Apparently, not all fat is created equal: your increased health risks could depend on the type of fat you carry. Indeed, a new study from the Albert Einstein College of Medicine advises it is not necessarily the amount of weight you hold but the type of fat you have that puts you at risk for these conditions.
For example, the study remarks that women who have more “trunk fat” might be at a higher risk for atherosclerosis (hardening of the arteries) while those who have more “leg fat” could have a lower risk for the same type of coronary artery disease.
The study observed data collected from more than 2,500 women between the ages of 50 and 79, following their health statistics for an average of 18 years. These women were all postmenopausal with a “normal” Body Mass Index rating. For the study, though, the researchers measured the amount of fat they carried at their waist and their thighs, to categorized them into one of four groups for each of the two measurements. One woman, for example, might register in the highest quarter for waist fat but also the second lowest quarter for thigh fat.

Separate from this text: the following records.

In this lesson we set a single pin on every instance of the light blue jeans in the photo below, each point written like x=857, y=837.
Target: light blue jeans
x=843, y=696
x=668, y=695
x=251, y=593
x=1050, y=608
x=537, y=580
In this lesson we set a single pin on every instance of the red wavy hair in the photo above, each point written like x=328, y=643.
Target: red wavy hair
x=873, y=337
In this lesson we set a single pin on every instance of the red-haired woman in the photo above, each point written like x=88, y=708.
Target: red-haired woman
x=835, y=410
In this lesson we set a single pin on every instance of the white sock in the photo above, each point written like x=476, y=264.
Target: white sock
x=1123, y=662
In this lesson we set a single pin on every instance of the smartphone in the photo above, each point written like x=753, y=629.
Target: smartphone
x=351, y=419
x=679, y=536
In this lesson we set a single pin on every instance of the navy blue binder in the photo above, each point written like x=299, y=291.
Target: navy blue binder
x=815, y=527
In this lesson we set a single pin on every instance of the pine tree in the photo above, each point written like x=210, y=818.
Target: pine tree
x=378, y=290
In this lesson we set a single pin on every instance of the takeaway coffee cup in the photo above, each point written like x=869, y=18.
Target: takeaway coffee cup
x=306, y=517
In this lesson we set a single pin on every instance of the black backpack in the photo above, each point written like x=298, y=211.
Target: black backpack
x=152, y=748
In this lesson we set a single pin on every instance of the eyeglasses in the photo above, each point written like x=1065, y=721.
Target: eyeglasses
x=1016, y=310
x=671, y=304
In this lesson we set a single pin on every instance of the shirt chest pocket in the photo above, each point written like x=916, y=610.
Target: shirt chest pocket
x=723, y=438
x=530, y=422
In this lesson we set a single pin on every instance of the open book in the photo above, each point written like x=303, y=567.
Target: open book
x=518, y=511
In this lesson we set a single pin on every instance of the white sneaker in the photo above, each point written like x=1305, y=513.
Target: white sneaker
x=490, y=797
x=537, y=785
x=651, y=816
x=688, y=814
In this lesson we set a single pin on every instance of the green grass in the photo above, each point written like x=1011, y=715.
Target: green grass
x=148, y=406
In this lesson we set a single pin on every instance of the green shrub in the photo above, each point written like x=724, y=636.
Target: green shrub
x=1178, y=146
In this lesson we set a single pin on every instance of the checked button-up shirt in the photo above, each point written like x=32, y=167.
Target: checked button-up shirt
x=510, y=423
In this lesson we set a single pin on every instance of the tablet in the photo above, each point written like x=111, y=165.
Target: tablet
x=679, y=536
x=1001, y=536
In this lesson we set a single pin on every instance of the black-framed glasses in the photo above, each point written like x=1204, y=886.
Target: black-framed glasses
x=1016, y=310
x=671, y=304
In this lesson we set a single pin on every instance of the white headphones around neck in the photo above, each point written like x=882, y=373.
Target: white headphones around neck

Across the two decade follow-up, 202 of the women involved with the study had reported a heart attack or other incident of coronary heart disease. In addition, 105 women suffered stroke and 16 experienced both a stroke and some type of coronary heart disease incident.
Looking at the data, the researchers found that “whole-body” fat was not linked to the higher incidents of cardiovascular disease. On the other hand, they found “trunk fat” definitely had correlation with cardiovascular disease.
According to the study authors, the results demonstrate “relatively higher trunk fat levels were associated with various metabolic disturbances,” which includes systemic inflammation, abnormal cholesterol levels, and elevated insulin levels.
Also, the study found that women who had higher trunk fat and lower leg fat were at a threefold risk for developing cardiovascular disease, compared against women with lower trunk fat and higher leg fat. Furthermore, these risks even held up when observing other known risk factors (smoking, diet, etc).
The results of this study have been published this week in the European Heart Journal.